What causes irrational perceptions? My guess is that it's a combination of things. Information can be bad, it can be nonexistent, it can be difficult to get ahold of, and it can be incomplete due to an overly narrow scope. Human nature allows for sheer stupidity and sophist logic, emotional exhilaration or depression, and group/herd psychology. And some things are just damn hard to price. I'm thinking of making distinctions in an ostensibly homogeneous market (paying for excellent versus mediocre talent), accurately gauging causality (who creates success: management, marketing, or engineering?), considering matters of aesthetics (the strip mall versus the converted Hyde Park home), and assessing broad societal impact (such as air and water pollution).








Figure 1 shows the effect that irrational perception can have on equilibrium pricing. In this case, irrational exuberance and herd psychology have caused the demand of a certain type of technology stock to be significantly higher than the stocks' true value. In the oil case mentioned above, the supply curve is vastly underestimated, putting equilibrium pricing below the true cost.



The second main trip-up with supply and demand curves is the dirty little secret of freshman macroeconomics: many systems don't actually operate in equilibrium. In a perfect world, supply and demand sides would be able to anticipate each other, leading to the nice charts with intersecting curves. But the reality is often far removed from this ideal. It's hard to predict the future, to know what will "hit" and "miss" before they actually do, so we are often wrong when we try. Also, we are a species that tends to be risk-averse when planning college majors or semiconductor FABs; when in doubt, we let demand lead and supply lag.








Figure 2 shows non-equilibrium mechanics at work. Not only is there is no intersection of curves, there really isn't a curve at all because many things are inelastic in their supply, at least in the time scale of shifty economic trends. Think housing in the San Francisco Bay Area or the number of college-educated engineers. In the first case, there's only so much land to build on, leading to absurd home valuations when demand surges. In the second case, an effectively static population of engineering talent is the result of a 4-5 year time lag between when an upward demand signal stimulates college enrollment and that graduating class enters the workforce (by which time the demand incentives may be long gone).

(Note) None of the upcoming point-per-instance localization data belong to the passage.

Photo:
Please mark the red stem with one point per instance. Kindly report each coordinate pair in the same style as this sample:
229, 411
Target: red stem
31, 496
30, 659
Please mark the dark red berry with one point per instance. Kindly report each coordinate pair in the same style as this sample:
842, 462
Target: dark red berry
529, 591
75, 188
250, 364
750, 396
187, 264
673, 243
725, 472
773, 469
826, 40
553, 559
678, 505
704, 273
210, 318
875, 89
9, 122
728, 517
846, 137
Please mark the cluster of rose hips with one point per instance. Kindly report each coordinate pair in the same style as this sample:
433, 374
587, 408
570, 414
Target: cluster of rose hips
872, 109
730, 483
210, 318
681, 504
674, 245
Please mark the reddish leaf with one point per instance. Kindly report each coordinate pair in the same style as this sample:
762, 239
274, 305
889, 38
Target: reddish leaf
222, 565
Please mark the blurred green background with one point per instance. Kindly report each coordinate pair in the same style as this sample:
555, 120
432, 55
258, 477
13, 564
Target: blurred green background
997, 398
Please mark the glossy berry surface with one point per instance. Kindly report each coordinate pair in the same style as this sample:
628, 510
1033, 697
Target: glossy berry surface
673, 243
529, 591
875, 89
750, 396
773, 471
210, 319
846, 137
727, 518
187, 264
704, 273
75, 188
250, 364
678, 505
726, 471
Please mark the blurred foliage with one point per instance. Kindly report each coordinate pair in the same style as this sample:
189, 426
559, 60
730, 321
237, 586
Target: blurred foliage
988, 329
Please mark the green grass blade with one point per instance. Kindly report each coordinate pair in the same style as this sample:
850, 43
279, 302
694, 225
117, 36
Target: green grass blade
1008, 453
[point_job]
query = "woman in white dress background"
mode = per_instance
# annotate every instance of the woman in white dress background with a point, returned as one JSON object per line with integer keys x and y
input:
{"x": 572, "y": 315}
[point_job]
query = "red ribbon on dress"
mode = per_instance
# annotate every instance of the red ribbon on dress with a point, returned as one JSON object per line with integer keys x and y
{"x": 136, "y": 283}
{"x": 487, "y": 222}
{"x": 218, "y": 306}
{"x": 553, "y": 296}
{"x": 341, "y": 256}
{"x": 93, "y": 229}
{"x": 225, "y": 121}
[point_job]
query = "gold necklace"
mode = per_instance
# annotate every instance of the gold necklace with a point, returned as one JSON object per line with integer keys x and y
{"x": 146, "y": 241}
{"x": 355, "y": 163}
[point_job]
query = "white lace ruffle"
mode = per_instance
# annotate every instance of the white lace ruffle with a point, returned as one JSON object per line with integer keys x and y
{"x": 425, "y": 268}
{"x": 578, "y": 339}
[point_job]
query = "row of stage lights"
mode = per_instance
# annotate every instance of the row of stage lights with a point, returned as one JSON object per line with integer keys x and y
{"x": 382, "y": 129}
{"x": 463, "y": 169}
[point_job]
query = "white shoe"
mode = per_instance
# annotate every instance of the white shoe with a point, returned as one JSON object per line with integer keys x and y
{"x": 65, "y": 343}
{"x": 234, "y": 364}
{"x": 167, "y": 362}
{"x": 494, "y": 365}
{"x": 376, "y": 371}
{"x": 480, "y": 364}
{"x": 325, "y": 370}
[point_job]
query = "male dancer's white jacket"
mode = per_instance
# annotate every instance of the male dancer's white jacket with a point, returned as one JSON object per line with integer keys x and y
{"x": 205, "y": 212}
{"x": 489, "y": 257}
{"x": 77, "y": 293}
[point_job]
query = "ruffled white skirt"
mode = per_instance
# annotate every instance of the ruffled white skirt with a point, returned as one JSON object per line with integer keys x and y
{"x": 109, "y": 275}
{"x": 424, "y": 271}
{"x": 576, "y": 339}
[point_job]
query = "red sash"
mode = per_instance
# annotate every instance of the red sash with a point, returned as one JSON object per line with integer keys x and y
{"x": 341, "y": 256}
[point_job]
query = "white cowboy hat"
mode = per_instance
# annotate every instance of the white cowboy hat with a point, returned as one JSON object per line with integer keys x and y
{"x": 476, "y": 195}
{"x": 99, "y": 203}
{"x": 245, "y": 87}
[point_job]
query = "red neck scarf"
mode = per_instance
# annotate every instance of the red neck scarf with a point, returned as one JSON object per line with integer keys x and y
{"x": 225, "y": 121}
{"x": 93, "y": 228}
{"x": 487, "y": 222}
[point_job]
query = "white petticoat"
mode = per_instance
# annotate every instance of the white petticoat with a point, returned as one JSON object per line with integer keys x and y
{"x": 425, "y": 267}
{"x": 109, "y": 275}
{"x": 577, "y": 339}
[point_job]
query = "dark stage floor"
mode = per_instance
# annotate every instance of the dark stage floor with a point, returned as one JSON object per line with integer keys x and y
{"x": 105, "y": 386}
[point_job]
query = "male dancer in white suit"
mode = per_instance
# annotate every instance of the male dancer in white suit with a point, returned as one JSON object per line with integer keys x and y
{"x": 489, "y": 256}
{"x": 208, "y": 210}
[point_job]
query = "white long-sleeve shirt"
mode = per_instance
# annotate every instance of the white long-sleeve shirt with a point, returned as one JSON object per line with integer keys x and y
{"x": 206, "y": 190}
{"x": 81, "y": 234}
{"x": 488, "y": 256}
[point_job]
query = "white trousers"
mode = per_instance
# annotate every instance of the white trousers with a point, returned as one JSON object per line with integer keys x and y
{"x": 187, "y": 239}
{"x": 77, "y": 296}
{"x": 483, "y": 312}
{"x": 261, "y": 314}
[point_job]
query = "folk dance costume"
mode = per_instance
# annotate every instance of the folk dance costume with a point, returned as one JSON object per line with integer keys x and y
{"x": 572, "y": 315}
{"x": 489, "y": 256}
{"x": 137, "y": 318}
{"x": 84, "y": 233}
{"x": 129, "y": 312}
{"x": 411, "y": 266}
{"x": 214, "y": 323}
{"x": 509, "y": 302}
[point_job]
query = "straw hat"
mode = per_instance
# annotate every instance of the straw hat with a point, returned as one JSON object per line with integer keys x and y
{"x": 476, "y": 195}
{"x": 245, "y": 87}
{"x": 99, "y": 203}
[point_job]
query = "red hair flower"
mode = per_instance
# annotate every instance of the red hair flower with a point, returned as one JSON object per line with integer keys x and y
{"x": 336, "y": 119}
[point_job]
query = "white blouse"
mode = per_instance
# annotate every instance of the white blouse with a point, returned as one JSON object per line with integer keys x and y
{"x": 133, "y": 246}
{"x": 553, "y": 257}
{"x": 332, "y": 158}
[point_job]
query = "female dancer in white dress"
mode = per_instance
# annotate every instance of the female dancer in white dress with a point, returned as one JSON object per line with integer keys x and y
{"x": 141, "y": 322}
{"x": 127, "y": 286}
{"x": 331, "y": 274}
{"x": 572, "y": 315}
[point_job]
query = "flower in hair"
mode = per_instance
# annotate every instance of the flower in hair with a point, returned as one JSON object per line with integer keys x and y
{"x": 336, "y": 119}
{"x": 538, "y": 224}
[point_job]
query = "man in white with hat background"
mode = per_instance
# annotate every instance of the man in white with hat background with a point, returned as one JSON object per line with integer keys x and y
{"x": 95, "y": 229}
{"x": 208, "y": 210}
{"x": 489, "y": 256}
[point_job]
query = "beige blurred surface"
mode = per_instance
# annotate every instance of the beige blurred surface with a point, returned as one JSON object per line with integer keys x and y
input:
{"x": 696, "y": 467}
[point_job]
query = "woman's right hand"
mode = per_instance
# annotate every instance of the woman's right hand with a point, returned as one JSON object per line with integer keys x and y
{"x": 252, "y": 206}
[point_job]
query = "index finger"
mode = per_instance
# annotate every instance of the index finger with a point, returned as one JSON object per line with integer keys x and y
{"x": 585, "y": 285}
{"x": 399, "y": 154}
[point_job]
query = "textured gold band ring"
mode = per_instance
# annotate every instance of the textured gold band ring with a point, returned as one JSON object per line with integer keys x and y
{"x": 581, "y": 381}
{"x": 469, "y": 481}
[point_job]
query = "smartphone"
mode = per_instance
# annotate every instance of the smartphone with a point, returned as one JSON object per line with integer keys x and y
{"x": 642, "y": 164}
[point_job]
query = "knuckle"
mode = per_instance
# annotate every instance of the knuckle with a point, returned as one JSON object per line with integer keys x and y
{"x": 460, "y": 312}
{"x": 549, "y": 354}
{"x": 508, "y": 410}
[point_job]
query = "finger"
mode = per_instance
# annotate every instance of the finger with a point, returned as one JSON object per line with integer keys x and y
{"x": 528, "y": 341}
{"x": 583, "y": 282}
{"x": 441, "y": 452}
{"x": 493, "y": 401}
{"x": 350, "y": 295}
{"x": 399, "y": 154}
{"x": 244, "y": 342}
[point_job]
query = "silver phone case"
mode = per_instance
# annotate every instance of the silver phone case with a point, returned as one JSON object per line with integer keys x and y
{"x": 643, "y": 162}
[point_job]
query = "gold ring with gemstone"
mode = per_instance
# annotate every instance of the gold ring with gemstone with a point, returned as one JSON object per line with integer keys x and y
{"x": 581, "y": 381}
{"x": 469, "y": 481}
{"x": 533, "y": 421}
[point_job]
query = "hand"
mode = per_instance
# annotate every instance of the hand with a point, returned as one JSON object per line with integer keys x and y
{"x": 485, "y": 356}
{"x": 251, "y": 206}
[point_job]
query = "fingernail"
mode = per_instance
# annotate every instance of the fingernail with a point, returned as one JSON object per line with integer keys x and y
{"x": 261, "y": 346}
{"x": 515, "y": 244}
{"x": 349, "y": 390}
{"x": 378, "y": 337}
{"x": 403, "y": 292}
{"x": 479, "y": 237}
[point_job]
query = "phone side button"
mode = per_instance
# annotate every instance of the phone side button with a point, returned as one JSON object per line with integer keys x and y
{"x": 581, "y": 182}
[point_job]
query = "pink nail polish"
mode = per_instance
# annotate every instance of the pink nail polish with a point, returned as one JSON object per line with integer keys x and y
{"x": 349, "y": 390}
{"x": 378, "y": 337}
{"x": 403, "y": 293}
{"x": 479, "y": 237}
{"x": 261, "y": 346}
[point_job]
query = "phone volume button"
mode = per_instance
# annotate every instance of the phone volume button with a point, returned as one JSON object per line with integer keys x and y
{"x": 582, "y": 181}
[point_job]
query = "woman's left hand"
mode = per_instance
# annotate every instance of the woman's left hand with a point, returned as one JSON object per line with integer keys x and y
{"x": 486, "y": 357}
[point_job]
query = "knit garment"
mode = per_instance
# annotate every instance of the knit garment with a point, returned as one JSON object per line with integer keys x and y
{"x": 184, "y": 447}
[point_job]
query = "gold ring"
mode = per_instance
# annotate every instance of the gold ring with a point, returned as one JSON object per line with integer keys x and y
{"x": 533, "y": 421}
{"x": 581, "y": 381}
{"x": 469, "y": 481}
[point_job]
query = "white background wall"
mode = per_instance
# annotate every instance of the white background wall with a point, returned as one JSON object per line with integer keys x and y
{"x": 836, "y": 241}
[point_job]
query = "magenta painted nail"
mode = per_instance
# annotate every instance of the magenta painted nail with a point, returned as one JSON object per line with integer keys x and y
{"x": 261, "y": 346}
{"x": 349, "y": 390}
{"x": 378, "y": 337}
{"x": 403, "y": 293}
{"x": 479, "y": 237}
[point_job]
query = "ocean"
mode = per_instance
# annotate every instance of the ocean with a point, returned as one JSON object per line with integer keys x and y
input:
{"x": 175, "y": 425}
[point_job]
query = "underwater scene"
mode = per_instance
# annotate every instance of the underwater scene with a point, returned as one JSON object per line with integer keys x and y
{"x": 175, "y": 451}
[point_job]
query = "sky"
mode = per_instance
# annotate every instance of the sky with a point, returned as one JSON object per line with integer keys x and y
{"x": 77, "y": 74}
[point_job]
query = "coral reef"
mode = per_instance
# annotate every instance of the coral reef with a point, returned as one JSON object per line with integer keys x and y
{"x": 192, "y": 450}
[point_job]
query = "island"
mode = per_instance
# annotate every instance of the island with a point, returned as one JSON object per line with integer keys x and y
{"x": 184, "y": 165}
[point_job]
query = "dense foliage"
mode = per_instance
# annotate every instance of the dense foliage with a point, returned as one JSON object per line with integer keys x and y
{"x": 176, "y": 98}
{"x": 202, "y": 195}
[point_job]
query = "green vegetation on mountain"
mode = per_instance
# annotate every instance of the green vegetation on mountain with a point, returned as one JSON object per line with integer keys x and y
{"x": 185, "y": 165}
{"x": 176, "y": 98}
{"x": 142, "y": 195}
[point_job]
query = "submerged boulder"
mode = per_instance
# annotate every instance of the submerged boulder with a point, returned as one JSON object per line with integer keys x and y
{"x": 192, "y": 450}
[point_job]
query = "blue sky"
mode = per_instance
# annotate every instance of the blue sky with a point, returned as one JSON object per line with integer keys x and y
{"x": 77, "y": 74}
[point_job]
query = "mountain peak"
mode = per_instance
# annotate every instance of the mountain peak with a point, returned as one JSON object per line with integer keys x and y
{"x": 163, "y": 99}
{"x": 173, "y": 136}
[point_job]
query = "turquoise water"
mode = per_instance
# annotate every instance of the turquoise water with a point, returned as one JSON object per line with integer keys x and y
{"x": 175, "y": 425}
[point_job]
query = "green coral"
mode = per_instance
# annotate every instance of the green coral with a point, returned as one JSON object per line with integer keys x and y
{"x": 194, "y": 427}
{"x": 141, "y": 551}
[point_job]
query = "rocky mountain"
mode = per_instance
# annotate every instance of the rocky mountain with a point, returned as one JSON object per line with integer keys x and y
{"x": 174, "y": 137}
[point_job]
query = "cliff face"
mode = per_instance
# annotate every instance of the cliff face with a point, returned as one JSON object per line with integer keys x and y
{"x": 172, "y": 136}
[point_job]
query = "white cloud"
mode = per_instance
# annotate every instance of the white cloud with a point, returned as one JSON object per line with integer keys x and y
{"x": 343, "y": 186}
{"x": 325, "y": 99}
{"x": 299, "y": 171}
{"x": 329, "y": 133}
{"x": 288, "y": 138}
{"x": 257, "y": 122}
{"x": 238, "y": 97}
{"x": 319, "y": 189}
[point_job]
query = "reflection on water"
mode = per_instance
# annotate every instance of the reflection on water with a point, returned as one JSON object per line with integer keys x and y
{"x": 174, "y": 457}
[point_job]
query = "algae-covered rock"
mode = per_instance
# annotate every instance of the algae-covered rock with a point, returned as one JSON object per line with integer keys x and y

Non-equilibrium is the inherent state of high-tech because by definition it is a system that is always in a state of flux and uncertainty. Ironically, it is precisely this unstable cycle of shortage and surplus that generates the large amounts of wealth associated with technology. You take risks, you stand to collect huge gains. If you want stability (read: equilibrium economics), find another line of work.

Much of the economic unrest in history is the result of irrational distribution of wealth, which is closely related to the value we assign to goods and services. It has been behind every major revolution and I'm convinced it is the root cause behind our current obsession with Iraq. How do we solve the problem of bad market pricing?

Several alternatives have been advanced over the years, but none of them have turned out to work in practice. The most spectacular failure was Communist Russia, who opted to eliminate the supply-and-demand mechanism in favor of an ostensibly more rational central price-fixing program. Germany tried a less-drastic method of closely regulated business development. And the US government practices its own limited interventions into monetary supply and product markets, much of it actually causing more harm than good.

But really what it all comes down to is that it's up to us - the players - to get our act together and start behaving rationally. Maybe that means paying more for gas and less to CEO's. Maybe it will require a blood revolution. I don't know. What I do know is that we need to get back to appreciating what things are really worth instead of bidding prices up or down under the false security blanket of "it's just the market." Yeah, it's just the market. But guess what? The market starts with you, buddy.